Founder Profile
John Deere
Last reviewed: 2026 · By Swet Parvadiya
Background
John Deere was born on February 7, 1804, in Rutland, Vermont, to William Rinold Deere and Sarah Yates. His father disappeared when John was four years old, presumed drowned on a voyage to England, and he was raised in modest circumstances in Middlebury, Vermont. At seventeen, he apprenticed as a blacksmith under Benjamin Lawrence, completing four years of apprenticeship before working as a journeyman craftsman in several Vermont towns. By the early 1830s, mounting debts and limited opportunity in New England prompted his decision to move west to Illinois, where he arrived in Grand Detour in 1836 and established the blacksmith shop that would eventually become one of America's greatest industrial enterprises.
Founding Story
John Deere (1804-1886) was an American blacksmith, inventor, and manufacturer whose invention of the self-scouring steel plow in 1837 transformed prairie agriculture and launched one of the most enduring companies in American industrial history. A perfectionist craftsman who insisted that every product bearing his name be made of the highest available quality materials, Deere established the brand identity of quality and reliability that has remained central to John Deere's competitive positioning for nearly two centuries.
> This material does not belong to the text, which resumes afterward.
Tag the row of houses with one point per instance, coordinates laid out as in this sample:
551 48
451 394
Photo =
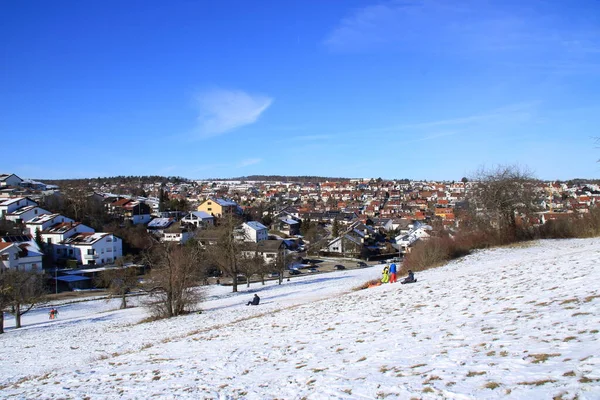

He served as president of Deere & Company from its formal incorporation in 1868 until 1886, when his son Charles assumed the presidency. Deere was also a civic leader in Moline, Illinois, serving as mayor from 1873 to 1875. He died on May 17, 1886, in Moline, having lived long enough to see the company he founded grow into the most important agricultural equipment manufacturer in North America. His famous dictum—that he would never put his name on a product that didn't have the best that was in it—remains a guiding principle in Deere & Company's operational culture today.